In einer engen Talschlucht, rings von himmelanstrebenden Felsen eingeschlossen, lag das alte Schloß Udallan, das Besitztum eines Geschlechts, das seine Ahnen weit hinaufzählte in jene Zeiten, wo noch nicht der Klang der Stimme fremder Eroberer auf der Insel gehört wurde.

Die Herren von Udallan besaßen einst große Schätze, sie hatten sie geopfert in den bürgerlichen Kriegen, die ihr Vaterland vor einem halben Jahrhundert beunruhigt hatten; sie besaßen jetzt wenig mehr als diese alte Stammfeste im Gebirge und noch eine Anzahl Ländereien in dem heitern und sonnigen Teile der Hochebene im Süden der Grafschaft. Dorthin hatte sich der Teil der Familie begeben, der noch Lust empfand, mit der Welt zu verkehren; der morsche Stamm dieses absterbenden Baumes, der alte Graf von Udallan, residierte einsam in dem Schlosse und war menschenscheu und finster. Von ihm gingen seltsame Gerüchte im Lande um. Es hieß, daß er in seinem düstern Versteck mit den Geistern seiner Ahnen verkehre, und daß sie kämen, ihm die Geschicke zu verkündigen, die den geliebten Heimatherd einstmals treffen würden. Niemand hatte Lust, den Einsiedler in seiner Höhle zu besuchen, nur einmal im Jahre, und zwar am Tage des heiligen Patrick, kam der älteste Neffe des Grafen, sein Erbe, auf einem kleinen Gebirgsgaul, ohne Gefolge, nicht einmal von einem Diener begleitet, über die Brücke geritten, die die Grenze des Nachbargebietes bildete, und die über ein zuzeiten wildes Gebirgswasser führte. An diesem Tage war die enge, schmale, baufällige Zugbrücke niedergelassen, und der junge Graf ritt über diese, nicht ohne Lebensgefahr, um dann endlich in die Arme seines Oheims zu gelangen, der ihm zu Ehren ein Bankett anrichtete, wo die Humpen im alten Rittersaale beim Scheine düster brennender Kerzen, zwischen den beiden Männern und den wenigen hinzugeladenen Gästen kreisten. Allemal war Graf Wilhelm froh, wenn der Tag des heiligen Patrick vorüber war und er das Schloß Udallan nebst seinem Bewohner auf ein ganzes Jahr wieder vergessen durfte. Der junge Mann war lebenslustig, ein guter Jäger, ein Liebhaber von Wettrennen und ein Freund großer Städte, fröhlicher Gastmahle und der Zusammenkünfte schöner Frauen. Wie sollte ihm der Gespensterspuk auf Schloß Udallan gefallen?

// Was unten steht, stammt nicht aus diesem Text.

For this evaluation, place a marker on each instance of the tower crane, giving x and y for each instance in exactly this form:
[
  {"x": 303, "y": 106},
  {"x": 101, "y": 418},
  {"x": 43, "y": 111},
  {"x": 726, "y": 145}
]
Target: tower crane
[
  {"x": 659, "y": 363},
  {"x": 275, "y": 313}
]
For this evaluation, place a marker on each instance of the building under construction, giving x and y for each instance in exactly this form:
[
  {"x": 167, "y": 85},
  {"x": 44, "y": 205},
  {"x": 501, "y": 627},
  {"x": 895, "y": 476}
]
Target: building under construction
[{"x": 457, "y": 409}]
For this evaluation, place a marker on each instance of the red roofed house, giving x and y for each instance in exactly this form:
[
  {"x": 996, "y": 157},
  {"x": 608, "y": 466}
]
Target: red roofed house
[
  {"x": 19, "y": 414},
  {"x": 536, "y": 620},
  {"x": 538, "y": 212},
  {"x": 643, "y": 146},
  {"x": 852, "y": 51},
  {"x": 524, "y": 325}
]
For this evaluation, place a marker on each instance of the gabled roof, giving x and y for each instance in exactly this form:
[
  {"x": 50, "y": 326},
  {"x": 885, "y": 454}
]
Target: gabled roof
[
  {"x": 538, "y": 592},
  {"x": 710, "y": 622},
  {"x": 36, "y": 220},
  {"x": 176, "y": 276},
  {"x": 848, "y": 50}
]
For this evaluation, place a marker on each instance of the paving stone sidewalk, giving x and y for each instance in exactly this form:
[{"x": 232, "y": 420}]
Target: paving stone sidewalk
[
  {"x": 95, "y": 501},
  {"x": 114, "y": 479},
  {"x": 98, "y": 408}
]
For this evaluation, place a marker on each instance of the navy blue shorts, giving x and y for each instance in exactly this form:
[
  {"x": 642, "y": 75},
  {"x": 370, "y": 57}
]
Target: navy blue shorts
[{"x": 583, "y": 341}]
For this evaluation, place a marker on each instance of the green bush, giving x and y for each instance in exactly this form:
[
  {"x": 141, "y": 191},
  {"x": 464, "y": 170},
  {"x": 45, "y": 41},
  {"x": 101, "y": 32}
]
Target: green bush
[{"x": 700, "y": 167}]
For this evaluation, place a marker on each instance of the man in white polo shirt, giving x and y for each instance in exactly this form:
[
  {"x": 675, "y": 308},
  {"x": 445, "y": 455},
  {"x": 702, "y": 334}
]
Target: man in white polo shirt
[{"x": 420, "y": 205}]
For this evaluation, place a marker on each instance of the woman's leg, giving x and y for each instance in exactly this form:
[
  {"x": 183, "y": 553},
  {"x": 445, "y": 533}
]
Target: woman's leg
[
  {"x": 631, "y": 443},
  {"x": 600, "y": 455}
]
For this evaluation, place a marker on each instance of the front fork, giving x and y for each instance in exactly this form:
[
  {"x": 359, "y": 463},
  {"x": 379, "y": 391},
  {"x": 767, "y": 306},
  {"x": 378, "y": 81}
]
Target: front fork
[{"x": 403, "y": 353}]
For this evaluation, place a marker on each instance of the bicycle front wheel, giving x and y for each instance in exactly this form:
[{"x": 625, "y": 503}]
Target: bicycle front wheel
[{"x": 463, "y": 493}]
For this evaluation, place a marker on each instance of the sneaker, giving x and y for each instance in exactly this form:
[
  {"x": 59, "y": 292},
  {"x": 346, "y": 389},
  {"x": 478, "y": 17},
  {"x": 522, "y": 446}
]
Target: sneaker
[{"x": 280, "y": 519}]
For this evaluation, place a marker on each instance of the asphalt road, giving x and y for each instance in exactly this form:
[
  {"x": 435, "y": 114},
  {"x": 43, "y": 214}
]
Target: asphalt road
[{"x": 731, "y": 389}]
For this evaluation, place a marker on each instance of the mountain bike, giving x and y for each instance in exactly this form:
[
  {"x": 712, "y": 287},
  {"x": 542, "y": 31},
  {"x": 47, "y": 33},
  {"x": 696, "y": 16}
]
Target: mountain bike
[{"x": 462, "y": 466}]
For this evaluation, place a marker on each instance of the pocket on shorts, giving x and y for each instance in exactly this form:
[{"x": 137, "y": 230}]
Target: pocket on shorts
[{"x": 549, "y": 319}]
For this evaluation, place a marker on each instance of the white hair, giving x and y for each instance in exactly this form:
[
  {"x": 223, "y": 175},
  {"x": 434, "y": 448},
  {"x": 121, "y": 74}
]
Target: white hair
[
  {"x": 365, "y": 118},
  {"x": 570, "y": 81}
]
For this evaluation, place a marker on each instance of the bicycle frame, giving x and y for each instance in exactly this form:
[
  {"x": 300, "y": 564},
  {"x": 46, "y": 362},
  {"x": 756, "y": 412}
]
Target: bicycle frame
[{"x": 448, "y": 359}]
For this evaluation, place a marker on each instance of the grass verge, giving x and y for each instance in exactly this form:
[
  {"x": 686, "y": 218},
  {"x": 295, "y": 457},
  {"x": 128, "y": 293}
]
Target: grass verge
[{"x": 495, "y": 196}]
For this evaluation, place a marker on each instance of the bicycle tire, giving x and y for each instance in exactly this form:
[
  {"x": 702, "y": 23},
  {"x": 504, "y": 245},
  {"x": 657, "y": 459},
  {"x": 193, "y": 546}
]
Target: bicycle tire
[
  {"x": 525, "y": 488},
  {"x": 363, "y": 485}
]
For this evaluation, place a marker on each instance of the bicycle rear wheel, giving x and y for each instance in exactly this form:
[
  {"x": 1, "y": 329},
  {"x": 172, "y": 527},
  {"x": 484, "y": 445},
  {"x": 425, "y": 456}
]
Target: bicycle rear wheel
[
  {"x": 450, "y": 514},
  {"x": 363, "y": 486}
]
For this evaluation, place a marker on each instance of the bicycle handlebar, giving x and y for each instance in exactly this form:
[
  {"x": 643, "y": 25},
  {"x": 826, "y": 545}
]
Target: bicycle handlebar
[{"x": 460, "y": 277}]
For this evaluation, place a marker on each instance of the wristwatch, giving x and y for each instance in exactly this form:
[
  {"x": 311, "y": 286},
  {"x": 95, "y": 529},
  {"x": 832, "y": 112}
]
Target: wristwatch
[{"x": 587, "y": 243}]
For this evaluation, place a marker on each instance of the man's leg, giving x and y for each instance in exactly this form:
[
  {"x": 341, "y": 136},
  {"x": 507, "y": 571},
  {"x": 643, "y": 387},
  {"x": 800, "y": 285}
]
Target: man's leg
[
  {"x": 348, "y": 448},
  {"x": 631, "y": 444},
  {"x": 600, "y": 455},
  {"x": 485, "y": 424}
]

Ein Mann, der offenbar in diese Mauern gehörte, war Onofrius, der Arzt, der Hexenmeister, der Tausendkünstler, oder wie wir ihn sonst nennen wollen, den wir eben haben mit dem erkauften und geraubten Jüngling an dieser Küste landen sehen. Onofrius führte seine Beute dem alten Herrn des Schlosses zu. Dieser saß, als beide in den Saal traten, in einer Ecke an einem Tische, der mit Büchern bedeckt war. Trotzdem es noch hoher Tag war, brannte wegen der durch die überall einschließenden Felsenwände erzeugten Dunkelheit eine Lampe vor dem Alten und beleuchtete dessen scharfe Züge durch eigentümliche Lichter. Die weit vorhängenden, schneeweißen Augenbrauen ließen die darunter liegenden Augen in ihren tiefen Höhlen um so dunkler und wilder erscheinen; der lange Silberbart warf seine Wellen über die Pergamentblätter des riesigen Buches hin, in dem der einsam Studierende eben las. Eine Hand, ausgedörrt bis auf die Knochen, hielt gekrümmt einen Stift und war in ihrer schwarzbraunen Färbung einem Gebilde, aus Holz geschnitzt, ähnlich. Eine kleine Mütze, aus prachtvoll gefertigtem Goldstoffe geformt, wie eine kleine Krone gestaltet, deckte den Scheitel und warf bei der gebückten Stellung des Mannes einen zackigen, seltsamen Schatten über die hochgewölbte und gefurchte Stirn. Hinter der Stuhllehne standen wie aufwartende Pagen zwei kolossale Skelette, deren Schatten durch die Lampe fast bis an die Decke hinaufgeworfen wurden, und deren weiße, schimmernde Schädel sich von der geschwärzten Lederwand der Tapete grell abhoben. Diese Skelette hielten ein kleines Wappen empor, das in der Mitte zerbrochen war, und dessen beide Hälften kaum noch zusammenhielten.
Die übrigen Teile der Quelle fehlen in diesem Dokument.